Frugality is a time-honored tradition in gardening with the idea that you can get something from practically nothing played out every time you plant a seed.
Of course, we’d all like to have expansive terraces, sparkling fountains, costly teak furniture and a staff – but none of those things are, strictly speaking, crucial to the gardening experience. On the other hand, it’s also wrong to think that there’s no cost involved.
Ask anyone who’s gone overboard with designer annuals at the garden center or calculated the cost of covering a thousand square feet of border in a 4-inch layer of mulch. Ask the potting soil companies (in which I should own stock) what the bill amounts to for filling 60 containers with fresh mix.
With a few clever strategies, it isn’t that hard to stretch your gardening dollar. Here are some suggestions for keeping the green in your wallet:
FREE ADVICE – Advice is cheap, they say, but sound advice can be scarce. Your best resource is the Rutgers Cooperative Extension Service where you will find university-trained staff and educated volunteers to answer your questions. Need an ID on what’s bugging your plants, suggestions for the best fruit tree varieties or fertilizer recommendations for the vegetable patch? Click here to find your county office.

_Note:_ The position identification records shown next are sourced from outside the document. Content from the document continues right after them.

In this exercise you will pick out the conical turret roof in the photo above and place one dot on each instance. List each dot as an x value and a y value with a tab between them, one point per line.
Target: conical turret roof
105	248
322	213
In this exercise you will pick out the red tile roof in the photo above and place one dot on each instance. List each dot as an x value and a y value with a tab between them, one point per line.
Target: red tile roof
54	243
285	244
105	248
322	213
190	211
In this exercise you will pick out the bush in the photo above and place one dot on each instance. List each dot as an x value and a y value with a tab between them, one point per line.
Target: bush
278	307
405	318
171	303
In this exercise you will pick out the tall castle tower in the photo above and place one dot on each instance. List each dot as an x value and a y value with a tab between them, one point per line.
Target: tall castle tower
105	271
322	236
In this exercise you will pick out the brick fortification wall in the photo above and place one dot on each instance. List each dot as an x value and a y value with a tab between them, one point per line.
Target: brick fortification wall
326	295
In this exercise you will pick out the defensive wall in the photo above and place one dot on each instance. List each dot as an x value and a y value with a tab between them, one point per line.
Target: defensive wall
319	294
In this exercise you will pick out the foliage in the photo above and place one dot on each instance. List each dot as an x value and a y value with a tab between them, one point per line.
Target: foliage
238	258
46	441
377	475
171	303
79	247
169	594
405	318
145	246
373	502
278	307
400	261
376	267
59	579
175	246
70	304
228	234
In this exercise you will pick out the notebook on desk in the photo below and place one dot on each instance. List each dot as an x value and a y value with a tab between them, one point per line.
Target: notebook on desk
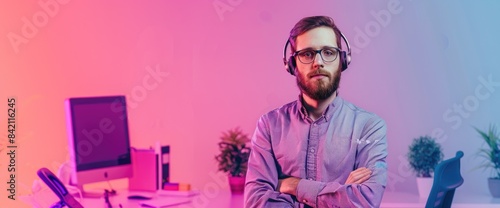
164	202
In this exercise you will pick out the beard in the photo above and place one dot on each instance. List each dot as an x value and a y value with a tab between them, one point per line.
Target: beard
318	89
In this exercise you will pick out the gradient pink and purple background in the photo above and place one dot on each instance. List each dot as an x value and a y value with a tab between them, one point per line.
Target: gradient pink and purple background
414	64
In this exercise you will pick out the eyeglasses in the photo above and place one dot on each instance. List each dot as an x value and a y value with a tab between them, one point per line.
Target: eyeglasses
306	56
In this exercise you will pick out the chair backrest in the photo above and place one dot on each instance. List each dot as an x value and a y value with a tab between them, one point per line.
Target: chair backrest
447	178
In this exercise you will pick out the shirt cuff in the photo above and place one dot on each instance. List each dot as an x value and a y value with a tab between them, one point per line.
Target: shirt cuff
307	191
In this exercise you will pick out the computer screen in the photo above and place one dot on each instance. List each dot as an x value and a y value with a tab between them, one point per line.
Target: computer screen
98	138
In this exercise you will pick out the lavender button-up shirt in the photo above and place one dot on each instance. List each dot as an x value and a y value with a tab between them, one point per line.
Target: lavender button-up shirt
322	153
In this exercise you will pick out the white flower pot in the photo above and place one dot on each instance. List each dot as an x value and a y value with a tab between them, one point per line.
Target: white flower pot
424	186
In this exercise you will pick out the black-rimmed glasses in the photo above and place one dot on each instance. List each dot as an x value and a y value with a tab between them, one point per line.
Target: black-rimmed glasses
306	56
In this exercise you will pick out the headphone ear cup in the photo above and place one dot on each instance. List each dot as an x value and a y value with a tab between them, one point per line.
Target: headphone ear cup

Instead of buying every glossy garden book or magazine that catches your fancy, head for the library. Basic gardening and design principles don’t change much, so a 10-year-old volume isn’t likely to be out of date.
FREE MULCH – Since laws went into effect banning yard waste from landfills, towns have been collecting brush, leaves and grass clippings. Many shred and/or compost this debris and offer it free to residents. Some will even deliver. Check with your local public works department.
You can also produce your own mulch. Leaves collected in the fall can be corralled in a simple wire pen and left to decompose. Viola! By spring, it’s valuable mulch or soil amendment. Only slightly more elaborate is compost-making, where garden debris is combined with kitchen waste (eggshells, coffee grounds, fruit and vegetable peels) and left to rot. Use it as a top dressing or till it into the soil. You’re turning garbage into gold.
FREE PLANTS – Learn to propagate favorite plants and your collection will multiply like loaves and fishes. Easiest is simple division: Dig up a desirable plant, chop it into two or more pieces and replant. As a rule of thumb, divide summer-blooming perennials in the spring and spring-blooming perennials in the fall. Divisions can be swapped with other gardeners to expand your plant inventory.
Some plants – coleus, sedum and African violets, for instance – can be propagated from leaves, meaning just one clipping can yield a dozen new plants. Other species, including woody ornamentals like azaleas, boxwood, holly and wisteria, can produce new plants from stem or root cuttings.
Here, technique and timing is important. What you need is a reference such as “Plant Propagation A to Z: Growing Plants for Free” by Geoff Bryant (Firefly Books, 2006), “The Plant Propagator’s Bible” by Miranda Smith (Rodale Books, 2007) or “The Gardener’s Guide to Propagation” by Richard Rosenfeld (Lorenz Books, 2011).
Free (or nearly free) plants can be had from seed. Save your own and it costs you nothing. Buy a packet of 100 seeds at $2 to $5 and the price per plant is negligible. What you need is a good spot with bright light or supplemental lighting, some sterile seed mix and a little patience. Use purchased flats or peat pots -- or make seed-starting containers from cylinders of newspaper, toilet paper rolls or egg cartons.
Careful watering, thinning and growing tiny seedling to reasonable size before planting out will guarantee success. Newbies could use some guidance. Try “Seed Starting Primer and Almanac” by Vicki Mattern (Rodale Books, 2002) or “The Complete Idiot’s Guide to Seed Saving and Starting” by Sheri Richerson (Alpha Books, 2012).
DYI RAISED BEDS – Raised garden beds simplify gardening by providing a defined, well-drained planting spot that won’t be compacted by foot traffic. No need to get elaborate here. Contain your improved soil with lengths of logs, cinder blocks or cedar boards nailed to corner posts.
SALVAGE AND REPURPOSE - Patio containers can be made of anything that will hold soil and allow water to drain through. Consider large cans, painted bright colors; old wheelbarrows or wooden boxes; lengths of clay chimney flue liner; leaky galvanized buckets; baskets lined with perforated plastic or old washtubs.
Have some mini-blinds you’re ready to chuck? Snip them into short lengths, grab a waterproof marker and make some plant ID labels.
Old indoor-outdoor carpet can be rolled out in the garden to cover garden paths and keep them weed-free.
Unmatched flea market chairs, painted with exterior enamel, make stylish garden seating.
Those unsightly election signs? Collect them the day after the vote, strip off the cardboard or plastic signage and use the wire supports, bent in the middle, as stakes for tall, floppy plants.
In other words, improvise! Save your money for the cold beer or that pricey rare plant you can’t live without. It's all part of gardening.